Мама жмурится, потирая виски, так, словно от нашего разговора у нее разболелась голова:
– Все равно присматривай, Джем. Как только можешь.
6
Всю следующую неделю Дикси практически не разговаривает со мной. В школе это всегда было обычным делом, но теперь пытка молчанием продолжается даже дома. Странно было и то, что мама проводит эту неделю с нами, уходя только на работу, и будучи абсолютно трезвой. Складывается ощущение, что она почти сторожит наш дом, напряженно ожидая дня, когда на пороге появится отец. Она покупает нам немного продуктов – жареного цыпленка, соус для спагетти, рис в пакетиках для быстрого приготовления. Спрашивает меня, как прошел мой день в школе. А в выходные даже готовит нам завтрак – далеко за полдень, но все же.
Я понимала, что это долго не продлится.
Все, чего мне хочется, как можно скорее увидеть мистера Бергстрома и поговорить. Но на нашей встрече в понедельник я не могу выдавить ни звука. Слова застревают в горле, мысли путаются в моей голове. Он просит меня нарисовать свои переживания на доске, но я отказываюсь. Он спрашивает, прочитала ли я письмо, но я вру и говорю, что нет.
Привычно откинувшись в кресле, мужчина ерзает и снова подается вперед, скрестив руки на столе перед собой:
– Честно говоря, ты меня очень беспокоишь, Джем. Ты явно расстроена, и я бы очень хотел знать почему. Твоя мама узнала, что мы оформили заявку на обеды? Она разозлилась?
– Нет.
– Скажи, почему ты не хочешь мне довериться? Я сделал что-то не так?
Я качаю головой. Он и вправду не сделал мне ничего плохого. Проблема в другом: я не доверяю никому. Даже тем, кто явно этого заслуживает.
– Ладно. Я не собираюсь на тебя давить. С кем-то это работает, но ты явно не из них. Но все же… – Задумавшись, он долго молчит и продолжает: – Джем, пойми, что я на твоей стороне. Мне не наплевать. Да, слушать тебя – моя работа, но дело не в этом.
Некоторое время мы сидим в полной тишине. Я спрашиваю у него разрешения уйти. Он соглашается, и впервые на его лице не появляется привычной успокаивающей улыбки. У меня такое чувство, что я его подвела.
Неделя тянется медленно, каждый день похож на предыдущий. Я ем в школе и дома. Я делаю домашнюю работу, убираюсь в своей части комнаты, курю свои сигареты. Каждый мой день проходит в напряженном ожидании. Я нутром чувствую, что вот-вот случится что-то очень важное.
Интуиция меня не обманывает.
В следующий вторник меня вызывают с самого утра, прямо на уроке английского.
– Джем, тебя вызывают в кабинет, – произносит миссис Кантрелл, повесив телефонную трубку.
Некоторые оборачиваются на меня, в том числе сидящая прямо передо мной Хелена Мафи.

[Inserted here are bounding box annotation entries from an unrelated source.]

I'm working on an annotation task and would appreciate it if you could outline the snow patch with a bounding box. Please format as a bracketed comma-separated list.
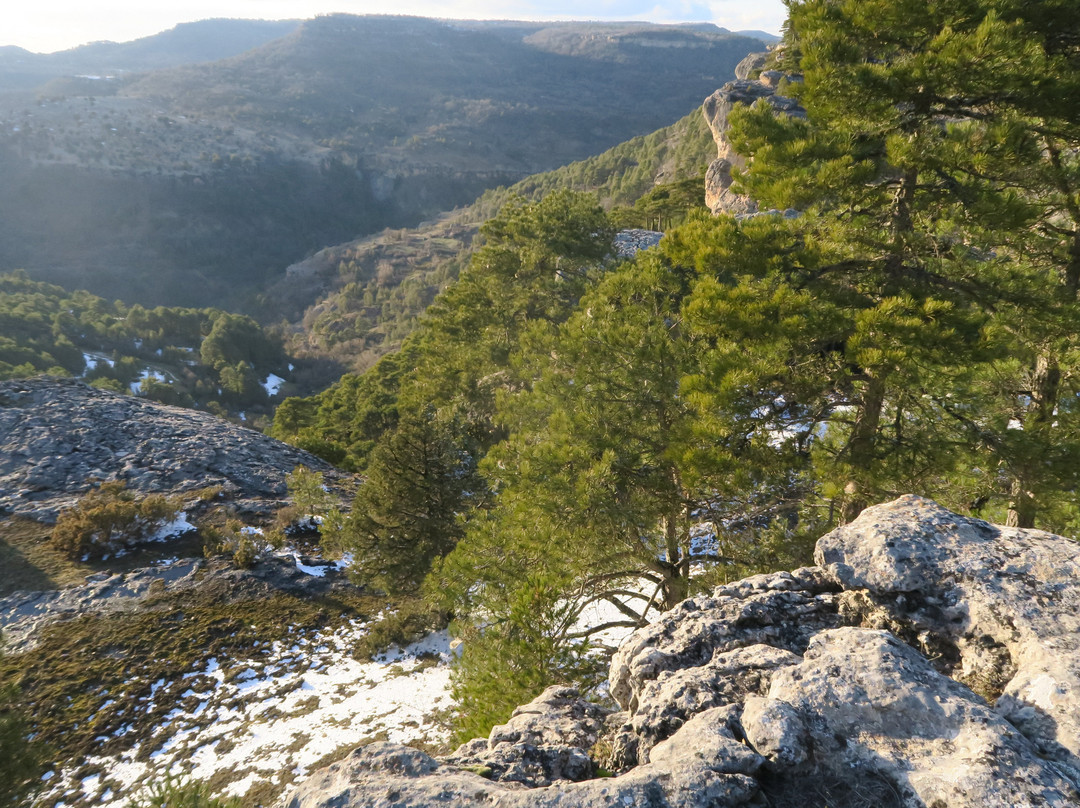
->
[262, 373, 293, 398]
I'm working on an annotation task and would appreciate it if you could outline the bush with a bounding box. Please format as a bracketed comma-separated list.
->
[52, 480, 180, 558]
[200, 520, 271, 569]
[127, 777, 241, 808]
[0, 647, 45, 808]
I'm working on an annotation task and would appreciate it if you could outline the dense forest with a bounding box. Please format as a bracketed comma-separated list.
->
[272, 0, 1080, 737]
[278, 101, 716, 372]
[0, 271, 315, 426]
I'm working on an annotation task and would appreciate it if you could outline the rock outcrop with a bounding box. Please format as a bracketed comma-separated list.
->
[0, 377, 333, 522]
[285, 497, 1080, 808]
[702, 53, 806, 215]
[0, 557, 355, 654]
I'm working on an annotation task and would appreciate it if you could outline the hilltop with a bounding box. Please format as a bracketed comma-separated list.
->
[0, 15, 762, 308]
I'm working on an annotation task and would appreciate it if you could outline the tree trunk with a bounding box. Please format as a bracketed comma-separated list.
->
[840, 376, 886, 524]
[1005, 351, 1062, 527]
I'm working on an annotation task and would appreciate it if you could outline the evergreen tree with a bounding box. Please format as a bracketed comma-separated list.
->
[329, 408, 484, 594]
[708, 0, 1076, 522]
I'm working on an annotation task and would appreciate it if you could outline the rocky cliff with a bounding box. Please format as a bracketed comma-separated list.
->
[702, 53, 806, 215]
[0, 377, 332, 522]
[285, 497, 1080, 808]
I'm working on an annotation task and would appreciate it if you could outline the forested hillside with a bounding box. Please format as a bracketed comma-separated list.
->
[0, 272, 317, 423]
[0, 15, 761, 313]
[273, 0, 1080, 737]
[274, 101, 716, 372]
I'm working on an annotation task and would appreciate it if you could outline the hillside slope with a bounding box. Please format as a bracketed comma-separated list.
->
[0, 15, 761, 307]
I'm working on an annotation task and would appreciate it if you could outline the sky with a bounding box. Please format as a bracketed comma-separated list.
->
[0, 0, 786, 53]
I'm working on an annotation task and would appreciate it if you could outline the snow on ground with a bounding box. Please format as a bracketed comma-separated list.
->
[42, 620, 450, 808]
[262, 365, 293, 398]
[131, 369, 168, 395]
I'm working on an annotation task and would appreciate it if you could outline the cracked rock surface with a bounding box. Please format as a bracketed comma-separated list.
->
[0, 377, 333, 522]
[284, 497, 1080, 808]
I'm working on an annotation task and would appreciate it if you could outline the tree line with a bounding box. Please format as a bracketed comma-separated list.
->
[273, 0, 1080, 736]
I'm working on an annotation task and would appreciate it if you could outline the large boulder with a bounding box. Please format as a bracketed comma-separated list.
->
[0, 377, 333, 522]
[286, 497, 1080, 808]
[702, 67, 806, 215]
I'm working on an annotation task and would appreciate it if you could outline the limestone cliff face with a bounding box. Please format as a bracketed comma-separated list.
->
[702, 53, 806, 215]
[285, 497, 1080, 808]
[0, 377, 333, 522]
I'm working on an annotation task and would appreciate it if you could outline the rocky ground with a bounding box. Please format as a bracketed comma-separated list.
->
[284, 497, 1080, 808]
[0, 377, 333, 522]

– Что же ты натворила, Джем?
– Ничего.
Стоит мне подняться, как меня тут же одергивает миссис Кантрелл:
– Лучше захвати свои вещи.
Минутная стрелка напоминает, что до конца урока всего десять минут. И я слушаюсь.
Конечно же отец не мог придумать ничего лучше, чем заявиться вот так – прямо в школу посреди учебного дня. Если он планировал обратить на нас столько внимания, сколько вообще возможно, у него это явно получилось.
Я увидела его уже на подходе к кабинету мисс Бихейри, заведующей по посещаемости. Отец, увлеченный разговором с заведующей, стоял ко мне спиной. Но я смотрела не на него. Я смотрела на лицо Дикси. Она сияла, широко распахнутые, блестящие детским восторгом глаза смотрели на отца не отрываясь. Холодная, слишком крутая для общения со мной в школе, Дикси исчезла, будто ее никогда и не было.